- The all items CPI declined an expected 0.1% in the month following no change in November. Declining energy prices over the past two months have put downward pressure on overall consumer inflation.
- Food prices rose a more robust 0.4% with core prices up 0.2% for the third consecutive month.
- The CPI annual rate dropped to slightly below the Fed’s 2% inflation objective at 1.9% though the core measure remained slightly above this mark at 2.2%.

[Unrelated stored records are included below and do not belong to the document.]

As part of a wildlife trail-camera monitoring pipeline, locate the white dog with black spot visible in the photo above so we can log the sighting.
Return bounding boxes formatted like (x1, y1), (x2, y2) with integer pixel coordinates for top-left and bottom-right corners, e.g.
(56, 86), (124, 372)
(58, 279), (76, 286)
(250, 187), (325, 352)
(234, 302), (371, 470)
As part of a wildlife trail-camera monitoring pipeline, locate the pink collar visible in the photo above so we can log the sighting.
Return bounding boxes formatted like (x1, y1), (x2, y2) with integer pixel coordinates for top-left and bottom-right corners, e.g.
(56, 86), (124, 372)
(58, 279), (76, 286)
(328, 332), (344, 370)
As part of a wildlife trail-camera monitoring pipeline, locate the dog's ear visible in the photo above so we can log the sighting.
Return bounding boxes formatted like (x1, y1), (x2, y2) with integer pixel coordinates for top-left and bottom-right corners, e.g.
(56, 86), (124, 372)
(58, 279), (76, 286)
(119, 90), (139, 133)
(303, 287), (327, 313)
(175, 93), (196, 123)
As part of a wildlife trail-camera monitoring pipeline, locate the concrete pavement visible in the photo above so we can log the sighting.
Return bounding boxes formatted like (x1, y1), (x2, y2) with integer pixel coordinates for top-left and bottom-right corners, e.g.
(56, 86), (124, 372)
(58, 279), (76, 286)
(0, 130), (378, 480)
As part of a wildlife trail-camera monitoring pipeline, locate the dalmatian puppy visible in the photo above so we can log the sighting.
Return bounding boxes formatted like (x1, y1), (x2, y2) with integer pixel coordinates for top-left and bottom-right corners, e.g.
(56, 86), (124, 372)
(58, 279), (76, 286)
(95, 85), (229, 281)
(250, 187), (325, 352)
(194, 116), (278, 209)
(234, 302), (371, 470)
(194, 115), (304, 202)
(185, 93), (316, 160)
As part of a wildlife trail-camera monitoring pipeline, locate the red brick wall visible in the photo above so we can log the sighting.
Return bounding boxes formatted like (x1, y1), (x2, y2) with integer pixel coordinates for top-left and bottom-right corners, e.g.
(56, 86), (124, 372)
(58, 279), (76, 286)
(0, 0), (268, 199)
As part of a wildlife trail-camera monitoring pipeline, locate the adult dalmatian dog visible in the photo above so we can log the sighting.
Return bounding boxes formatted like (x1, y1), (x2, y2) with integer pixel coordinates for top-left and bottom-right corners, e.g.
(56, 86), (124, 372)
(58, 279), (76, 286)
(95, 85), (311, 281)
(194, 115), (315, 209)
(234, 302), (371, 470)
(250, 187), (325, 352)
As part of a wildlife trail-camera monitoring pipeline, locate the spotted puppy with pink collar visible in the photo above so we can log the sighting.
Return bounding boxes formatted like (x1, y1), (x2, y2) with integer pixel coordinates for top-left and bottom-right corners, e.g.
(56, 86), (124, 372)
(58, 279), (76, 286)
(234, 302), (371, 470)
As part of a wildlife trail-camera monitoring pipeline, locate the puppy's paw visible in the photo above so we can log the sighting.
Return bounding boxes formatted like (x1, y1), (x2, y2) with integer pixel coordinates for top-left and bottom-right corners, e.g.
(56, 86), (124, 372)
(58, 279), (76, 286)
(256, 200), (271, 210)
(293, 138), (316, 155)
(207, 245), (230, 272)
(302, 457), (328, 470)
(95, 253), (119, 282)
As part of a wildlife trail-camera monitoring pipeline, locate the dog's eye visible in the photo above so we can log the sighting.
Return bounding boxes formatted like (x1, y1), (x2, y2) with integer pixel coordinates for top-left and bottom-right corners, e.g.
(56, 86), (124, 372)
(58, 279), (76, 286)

December consumer prices dropped 0.1% in the month. The decline had been widely expected given earlier indications that weakening oil prices were putting attendant downward pressure on gasoline prices. Outside of energy prices, food prices rose 0.4% after a 0.2% gain in November while core, or ex food and energy, prices rose 0.2% for the third consecutive month. The weakness in energy prices has put the annual increase in overall consumer prices at a slightly ‘below objective’ 1.9% with the core measure is showing greater price pressure rising 2.2%. The headline year-over-year rate has been relatively volatile over the past couple of years largely reflecting the swings in energy prices. In contrast. the annual increase in core inflation has been steadily rising from a recent low of 1.7% recorded November 2017 to the current rate slightly above the Fed’s 2.0% objective. This upward trend matches a similar steady rise in wage gains increasing 3.2% in December up from the 2.7% recorded the year prior. Though the current rate of increase in both measures is not worrisome, it is the upward trajectory that needs to be watched given that the economy is operating beyond capacity. Activity is expected to slow going forward as fiscal stimulus starts to wane and earlier Fed tightening kicks in which should help to limit the upward trajectory in prices going forward. But the current fed funds range of 2.25% to 2.50% still implies modestly stimulative conditions. Our expectation is that policy will be tightened modestly further to eliminate this remaining stimulus with the fed funds range eventually rising to 2.75% to 3.00% later this year.